By: Stephanie Diana Eubank
So, a few years back, I was consulting a financial institution that was having difficulty keeping workers. They have a high turnover rate. I was there to figure out why. The team was made up of a mix of industry leaders and novices. The whole team was remote due to the pandemic, and only the top two leaders had been there for over seven years. All other hires were there for six months or less. These workers were all specialized auditors who make a low amount compared to other organizations, and there are only about 100 specialists in this field in the workforce today. This means the high turnover made it so the company was burning through the whole industry’s employee pool and scraping the bottom of the barrel.
We conducted a productivity stress test to see how many files this team could process in a day. Competitors of this company I have consulted for, on average, with specialists who have significant experience, get about 5-8 files per day done. This company that I was consulting for had a mandated 17 files per day for everyone in the organization, including managers. Which had to be completed between 8am -5pm PST; no wiggle room or overtime allowed. Strict performance review processes were implemented for all workers under these guidelines. However, the stress test showed that each employee fell into the industry average of 5-8 daily files.
When I sat down with the manager who oversaw this process, I asked her how she calculated the quota. Fun fact that you learn in business school that quotas and productivity are mathematically calculated; they are not philosophies. (For accuracy’s sake, I should inform you that before she said this next statement, she started the conversation glowing about her master’s in business from ITT Tech and that she had worked in the industry for 30 years and didn’t need me there to review her team. But rather, management wanted a fresh perspective.) She told me, and I quote, “People don’t know their limit until you push them beyond it”.
Yeah… that’s not how that works. That’s not how any business works effectively. I had to explain that to her, and in my assessment, I had also sat down with all employees one on one and found that that they were all beyond burnt out, and since it was such a small community, they were working with a lawyer to file hostile work environment and emotional abuse as a class action suit.
I sat in a few team meetings with this “Leader,” and I could see why past and present employees were working on suing. I observed her in remote meetings where close captioning was on calling her team names based on age, and race, and said several gender-based names calling to the point one employee cried in the meeting because this person called them names and yelled in such an unprofessional manner.
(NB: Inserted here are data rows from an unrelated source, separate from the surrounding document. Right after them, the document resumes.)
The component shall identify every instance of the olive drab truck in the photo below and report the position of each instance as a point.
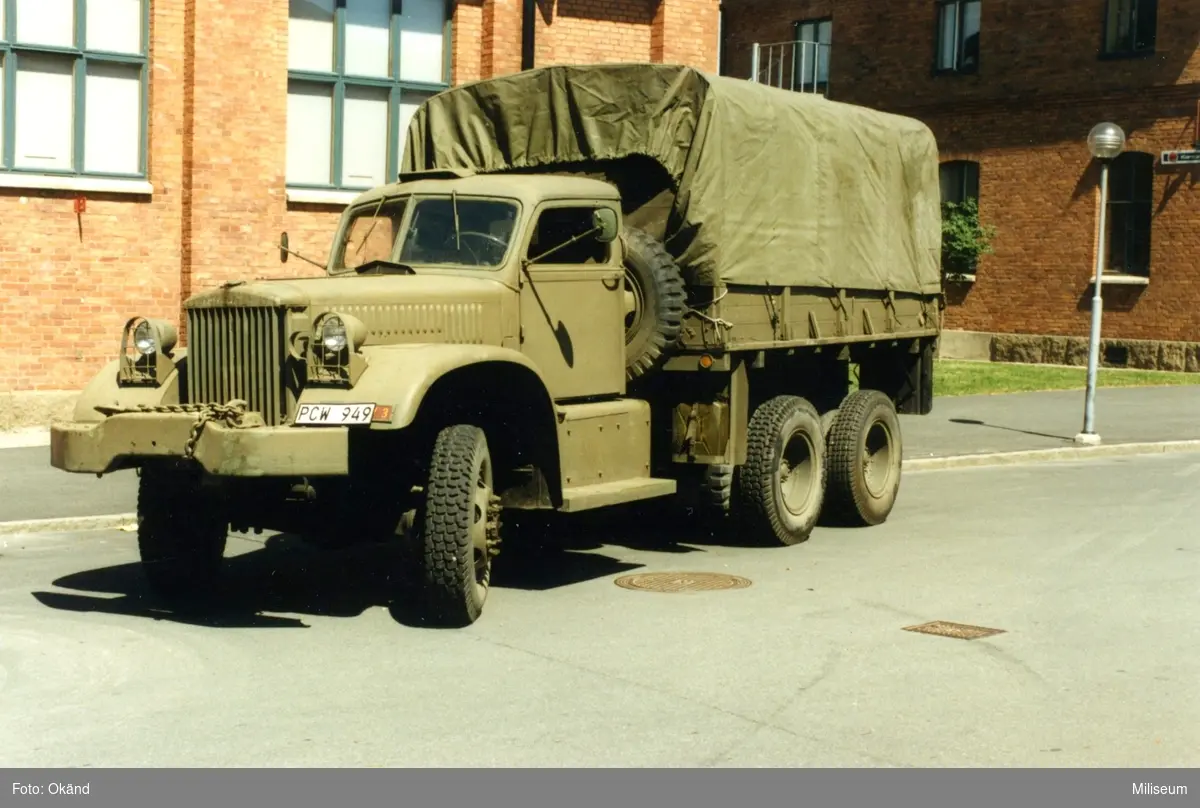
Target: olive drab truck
(589, 286)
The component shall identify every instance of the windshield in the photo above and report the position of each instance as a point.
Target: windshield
(462, 232)
(370, 237)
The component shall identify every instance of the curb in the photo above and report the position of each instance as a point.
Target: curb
(25, 438)
(1042, 455)
(70, 524)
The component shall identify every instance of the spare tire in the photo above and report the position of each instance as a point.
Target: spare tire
(655, 301)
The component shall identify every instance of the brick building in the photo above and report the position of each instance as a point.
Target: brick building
(150, 149)
(1012, 88)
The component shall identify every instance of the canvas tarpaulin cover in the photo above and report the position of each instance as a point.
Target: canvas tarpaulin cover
(772, 186)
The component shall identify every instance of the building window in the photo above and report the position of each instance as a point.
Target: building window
(73, 87)
(810, 57)
(357, 72)
(958, 36)
(960, 215)
(960, 181)
(1131, 210)
(1129, 27)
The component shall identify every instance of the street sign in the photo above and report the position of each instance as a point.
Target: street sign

I spoke with this manager on these items; not only was she defensive, but, she did not believe she was a toxic leader. Instead, she said, “You young people are all just a bunch of entitled children who don’t want to work anymore”. She called me a few slurs, and I told her I would not be spoken to in such a way. I told her we could continue the conversation when she calmly discussed it and apologized. A few days later, she called me up, and before I could say hello just screamed at me in all sorts of colorful language that most social media would block me from repeating. Once she was out of breath, she commented on how the pandemic was taking a toll on her; she was going through a divorce and had some really negative political views to share with me. I sat and listened. She cried and said she was not a toxic person, but everyone seemed to agree, and now work is mirroring her home life, and she can’t seem to get a break from either. I told her I understand the isolation remote work brings, especially during lockdowns, as it is part of my dissertation research. And I have worked from home for over 10 years prior, so I get some of the changes are hard. I asked if she had started to talk to anyone about all that, and she said no. Her reason is textbook recession fears, though.
Her reason for not seeing a therapist and addressing these issues is that she was so scared to lose her job that she worried taking time to invest in herself would be a weakness. She explained that was her experience getting her degree during the crash of 2008, and she was afraid to relive that, especially with a pandemic.
I reported all this to upper management and put it into my final report. I recommended removing this person from a person-facing role until retraining in a remote modality was completed. I also pushed that extra hiring should be done to help level the workload and not sacrifice the turn times. Also, I encouraged more of what I call Digital Coffee Breaks. These are meetings with team members individually and as a group to reconnect with one’s team and build a more positive communication style.
People are just people, and that’s not an excuse; it is a fact. But the lessons I took from this experience weren’t just that this person needed some training on calculating quota and productivity. But toxic leaders do not always know that they are toxic and thus sometimes just hurt and scare people. With remote work, toxic leaders will have litigation and behaviors highlighted. This hurts companies and requires review as risk mitigation. Not to mention major damage to the overall workforce and the economy.